Several months ago, Blair Jarvis and/or John Chapmen suggested that instead of using IP based licensing we deploy the apps. using drive imaging (ghosting), based on a single manually pre-activated medialab or directrt installation. But although we actually deploy the windows operating system itself (and most commonly used apps.) in this way, we can't just re-image (re-ghost) dozens of workstations "on demand" just because a user decides they want to install Medialab or DirectRT. Besides, not all users in our department need to use the packages...so an "Install on Demand" deployment process JUST FOR THESE TWO APPLICATIONS would be preferred....
Luckily our site uses Novell ZenWorks just for this reason; to allow ordinary unprivileged users to install licensed applications "on demand" as and when they need to from a special network menu of "Application Objects", without having to get an administrator to do it for them.
For medialab/directRT we are building the "application objects" based on the unattended install method mentioned by other users in this thread, but in addition deploying a "pre-activated" single "license2008.dll" for either DirectRT or Medialab copied from a workstation that we activated "by hand" on receipt of activation codes from [email]sales@empirisoft.com[/email] under the terms of our site license....
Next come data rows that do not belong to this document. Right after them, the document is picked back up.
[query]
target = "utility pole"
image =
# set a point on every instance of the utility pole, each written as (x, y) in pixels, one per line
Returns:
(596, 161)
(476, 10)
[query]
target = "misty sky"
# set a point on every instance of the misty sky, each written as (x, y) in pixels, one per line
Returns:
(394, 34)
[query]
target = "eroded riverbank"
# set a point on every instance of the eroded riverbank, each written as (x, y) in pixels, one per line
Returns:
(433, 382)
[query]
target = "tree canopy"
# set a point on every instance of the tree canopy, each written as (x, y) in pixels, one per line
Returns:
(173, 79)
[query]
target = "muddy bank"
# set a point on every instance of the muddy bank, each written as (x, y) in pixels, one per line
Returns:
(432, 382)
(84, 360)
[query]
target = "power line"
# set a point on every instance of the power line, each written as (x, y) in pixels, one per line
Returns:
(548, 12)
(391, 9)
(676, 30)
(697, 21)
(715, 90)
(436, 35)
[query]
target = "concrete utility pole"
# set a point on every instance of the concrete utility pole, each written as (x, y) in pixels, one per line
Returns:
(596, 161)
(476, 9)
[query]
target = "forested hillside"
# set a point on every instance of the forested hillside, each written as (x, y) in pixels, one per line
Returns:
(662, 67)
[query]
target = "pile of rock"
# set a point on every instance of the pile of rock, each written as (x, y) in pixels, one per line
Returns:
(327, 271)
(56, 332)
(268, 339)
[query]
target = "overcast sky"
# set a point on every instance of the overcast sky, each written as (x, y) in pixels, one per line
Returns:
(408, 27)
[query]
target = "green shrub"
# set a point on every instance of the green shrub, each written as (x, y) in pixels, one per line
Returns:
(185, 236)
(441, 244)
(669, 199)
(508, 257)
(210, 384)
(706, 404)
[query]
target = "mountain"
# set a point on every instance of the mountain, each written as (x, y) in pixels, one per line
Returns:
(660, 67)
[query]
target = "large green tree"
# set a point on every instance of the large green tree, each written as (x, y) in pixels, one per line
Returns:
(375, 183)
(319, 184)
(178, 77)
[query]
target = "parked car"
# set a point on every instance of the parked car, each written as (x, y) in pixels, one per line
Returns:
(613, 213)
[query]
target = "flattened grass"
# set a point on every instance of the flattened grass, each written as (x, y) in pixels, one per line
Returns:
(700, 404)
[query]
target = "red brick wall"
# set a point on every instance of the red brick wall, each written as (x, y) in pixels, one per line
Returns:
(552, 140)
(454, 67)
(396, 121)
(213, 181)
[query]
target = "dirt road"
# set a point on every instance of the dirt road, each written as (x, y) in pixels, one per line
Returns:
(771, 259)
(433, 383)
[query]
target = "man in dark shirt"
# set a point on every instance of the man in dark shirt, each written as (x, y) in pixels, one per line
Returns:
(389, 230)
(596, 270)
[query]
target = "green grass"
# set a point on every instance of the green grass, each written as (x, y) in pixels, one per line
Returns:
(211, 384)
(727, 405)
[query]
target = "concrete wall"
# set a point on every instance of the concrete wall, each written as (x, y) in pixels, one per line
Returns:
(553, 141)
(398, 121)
Our reasoning was that if we have purchased a site license and John Chapman is happy for us to use drive imaging to deploy multiple copies of an activated Medialab or Direct RT, by duplicating the entire hard disk, why not autodeploy the applications themselves "on demand" and then simply "Drop in" a pre-activated copy of a cloned "license2008.dll" instead, as part of the batch process that does the "unattended install"?
As long as this is done and then the "first run" of the application occurs under the ZenWorks service with administrative privileges, the license activates and is then activated for any other ordinary user of the machine....or so we thought!
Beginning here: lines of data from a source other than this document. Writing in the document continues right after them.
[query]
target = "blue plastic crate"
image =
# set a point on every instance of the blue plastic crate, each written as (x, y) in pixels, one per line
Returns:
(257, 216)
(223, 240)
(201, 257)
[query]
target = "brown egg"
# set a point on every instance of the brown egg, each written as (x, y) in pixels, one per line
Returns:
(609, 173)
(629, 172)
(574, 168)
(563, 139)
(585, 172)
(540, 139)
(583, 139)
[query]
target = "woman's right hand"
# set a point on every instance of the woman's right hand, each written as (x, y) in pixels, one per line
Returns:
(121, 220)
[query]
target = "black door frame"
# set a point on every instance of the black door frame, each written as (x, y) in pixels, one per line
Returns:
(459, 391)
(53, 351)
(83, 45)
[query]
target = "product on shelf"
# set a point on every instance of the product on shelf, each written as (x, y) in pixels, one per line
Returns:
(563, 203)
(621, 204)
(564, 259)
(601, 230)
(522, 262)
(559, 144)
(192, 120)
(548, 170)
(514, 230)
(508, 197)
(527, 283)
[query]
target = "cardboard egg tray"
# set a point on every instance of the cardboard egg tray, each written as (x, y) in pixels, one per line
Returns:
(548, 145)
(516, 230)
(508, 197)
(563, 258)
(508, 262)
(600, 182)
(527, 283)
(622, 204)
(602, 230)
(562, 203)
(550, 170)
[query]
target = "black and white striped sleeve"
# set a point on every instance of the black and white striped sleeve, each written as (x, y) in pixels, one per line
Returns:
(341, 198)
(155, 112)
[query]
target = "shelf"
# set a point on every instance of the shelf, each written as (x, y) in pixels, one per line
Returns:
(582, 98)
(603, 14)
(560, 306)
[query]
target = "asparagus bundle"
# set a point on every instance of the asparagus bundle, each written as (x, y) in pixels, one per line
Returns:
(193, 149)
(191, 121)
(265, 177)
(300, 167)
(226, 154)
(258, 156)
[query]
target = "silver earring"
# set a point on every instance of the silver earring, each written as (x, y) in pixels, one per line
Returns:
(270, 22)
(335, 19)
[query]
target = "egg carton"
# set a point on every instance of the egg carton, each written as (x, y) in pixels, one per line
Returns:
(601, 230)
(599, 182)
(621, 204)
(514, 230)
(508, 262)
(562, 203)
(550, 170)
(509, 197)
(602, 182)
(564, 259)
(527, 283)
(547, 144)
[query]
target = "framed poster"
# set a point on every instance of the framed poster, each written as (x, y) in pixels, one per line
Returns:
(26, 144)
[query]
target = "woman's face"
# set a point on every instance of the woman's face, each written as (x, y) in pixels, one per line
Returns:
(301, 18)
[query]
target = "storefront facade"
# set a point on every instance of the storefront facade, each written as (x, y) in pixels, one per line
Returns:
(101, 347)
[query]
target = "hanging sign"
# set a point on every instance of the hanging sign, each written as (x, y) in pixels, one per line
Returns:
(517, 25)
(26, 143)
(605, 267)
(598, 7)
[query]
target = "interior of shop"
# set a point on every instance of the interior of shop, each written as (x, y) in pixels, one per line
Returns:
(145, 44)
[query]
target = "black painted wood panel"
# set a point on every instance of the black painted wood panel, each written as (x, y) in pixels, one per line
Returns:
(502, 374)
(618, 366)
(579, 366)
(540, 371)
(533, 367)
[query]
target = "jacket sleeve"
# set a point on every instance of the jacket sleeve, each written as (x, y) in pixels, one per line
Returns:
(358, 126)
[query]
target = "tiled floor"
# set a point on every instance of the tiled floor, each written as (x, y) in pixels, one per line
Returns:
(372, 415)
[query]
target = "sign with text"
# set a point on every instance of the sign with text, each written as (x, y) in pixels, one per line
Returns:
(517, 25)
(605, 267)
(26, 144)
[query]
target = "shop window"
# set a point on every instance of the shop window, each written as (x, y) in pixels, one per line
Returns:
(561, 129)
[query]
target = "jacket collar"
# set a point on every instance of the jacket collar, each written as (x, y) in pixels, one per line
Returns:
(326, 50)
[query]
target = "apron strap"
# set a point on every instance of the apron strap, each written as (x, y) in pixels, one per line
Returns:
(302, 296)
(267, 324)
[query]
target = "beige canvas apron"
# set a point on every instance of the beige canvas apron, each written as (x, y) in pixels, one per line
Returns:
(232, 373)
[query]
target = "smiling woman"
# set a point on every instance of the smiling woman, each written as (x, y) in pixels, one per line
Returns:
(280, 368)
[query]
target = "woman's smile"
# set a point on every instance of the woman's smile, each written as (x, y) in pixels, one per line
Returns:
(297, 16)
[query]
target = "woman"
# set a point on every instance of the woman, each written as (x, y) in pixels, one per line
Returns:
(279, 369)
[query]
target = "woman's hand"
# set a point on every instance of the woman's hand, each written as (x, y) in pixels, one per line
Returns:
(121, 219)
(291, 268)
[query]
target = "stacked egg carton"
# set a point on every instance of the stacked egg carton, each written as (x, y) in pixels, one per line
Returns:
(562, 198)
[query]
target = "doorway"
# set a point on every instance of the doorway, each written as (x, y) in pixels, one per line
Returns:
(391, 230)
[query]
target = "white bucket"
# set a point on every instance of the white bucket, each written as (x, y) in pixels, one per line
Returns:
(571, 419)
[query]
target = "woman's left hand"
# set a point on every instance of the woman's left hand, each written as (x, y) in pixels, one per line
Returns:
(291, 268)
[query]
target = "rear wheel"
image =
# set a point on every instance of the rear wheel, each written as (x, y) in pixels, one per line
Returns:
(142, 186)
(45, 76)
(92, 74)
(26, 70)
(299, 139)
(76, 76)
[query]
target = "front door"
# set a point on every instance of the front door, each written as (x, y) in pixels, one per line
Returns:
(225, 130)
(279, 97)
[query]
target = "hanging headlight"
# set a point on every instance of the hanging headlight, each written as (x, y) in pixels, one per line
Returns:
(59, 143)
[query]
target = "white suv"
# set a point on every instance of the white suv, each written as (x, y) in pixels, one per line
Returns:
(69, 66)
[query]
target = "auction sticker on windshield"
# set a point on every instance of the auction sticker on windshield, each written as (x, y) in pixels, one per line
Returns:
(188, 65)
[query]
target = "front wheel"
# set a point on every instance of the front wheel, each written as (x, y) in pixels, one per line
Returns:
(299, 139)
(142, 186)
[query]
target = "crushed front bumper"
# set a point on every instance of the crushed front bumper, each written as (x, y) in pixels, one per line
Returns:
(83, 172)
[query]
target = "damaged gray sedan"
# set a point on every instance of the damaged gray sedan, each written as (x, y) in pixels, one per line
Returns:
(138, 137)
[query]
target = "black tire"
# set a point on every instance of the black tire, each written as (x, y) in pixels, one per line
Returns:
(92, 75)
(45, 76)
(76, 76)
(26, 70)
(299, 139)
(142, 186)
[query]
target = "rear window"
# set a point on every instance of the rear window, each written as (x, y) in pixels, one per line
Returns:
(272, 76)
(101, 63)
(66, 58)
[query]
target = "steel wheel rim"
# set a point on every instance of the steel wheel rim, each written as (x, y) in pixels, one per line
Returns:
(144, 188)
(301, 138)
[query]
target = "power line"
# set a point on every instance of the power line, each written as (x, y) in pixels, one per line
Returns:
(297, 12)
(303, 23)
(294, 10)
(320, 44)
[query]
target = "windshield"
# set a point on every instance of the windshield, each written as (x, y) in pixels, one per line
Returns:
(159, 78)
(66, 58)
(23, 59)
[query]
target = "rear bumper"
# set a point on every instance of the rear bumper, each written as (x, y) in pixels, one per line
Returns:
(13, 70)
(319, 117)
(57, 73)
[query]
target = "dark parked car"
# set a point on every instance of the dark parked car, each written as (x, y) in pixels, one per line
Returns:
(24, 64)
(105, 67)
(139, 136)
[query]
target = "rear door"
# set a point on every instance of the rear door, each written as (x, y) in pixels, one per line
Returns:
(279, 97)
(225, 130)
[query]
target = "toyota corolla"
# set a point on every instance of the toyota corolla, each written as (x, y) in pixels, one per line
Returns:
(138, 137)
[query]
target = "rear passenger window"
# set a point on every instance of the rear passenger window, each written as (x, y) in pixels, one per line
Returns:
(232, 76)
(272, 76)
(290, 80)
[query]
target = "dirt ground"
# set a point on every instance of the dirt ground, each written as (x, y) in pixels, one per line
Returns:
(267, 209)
Taking this approach to Deploy Medialab or DirectRT we are finding the following obstacles:
1. License actrivation is inconsistent, in that the license will activate automatically on some workstations and not others, suggesting that the Empirisoft software is still trying to generate a unique "workstation installation code" each time, despite already having a "pre-activated" copy of "license2008.dll" pre-deployed in the local c:\directrt (or c:\medialab) folders.
The file is simply copied in place from a server as the next stage in the same batch file that has just run the "unattended" installation of Medialab or DirectRT by employing the "msiexec.exe" tool. e.g.
msiexec /i "<path>\medialab2008.msi" /qr
- installs Medialab in "Quiet mode with reduced user interface".
followed by:
xcopy <server source path>\license2008.dll c:\medialab >nul
- drops in a pre-activated copy of medialab's "license2008.dll" from a server path to the newly deployed medialab folder on the workstation BEFORE it is run.
finally the batch file calls the medialab or direct executable once to perform the "first run" of the app. before the batch file exits - ensuring that the icense activates under ZenWorks (privileged service user account) control:
call c:\medialab\medialab.exe
2. Wen we install Medialab in "quiet" unattended mode, uinsg thev above method, using any of the /q (quiet) or /passive flags with the .MSI installer, the program appears to install and activate correctly but fails to deploy any Program Menu items or a desktop shortcut.
Can anybody shed any light on where we are going wrong with problems (1) and/or (2).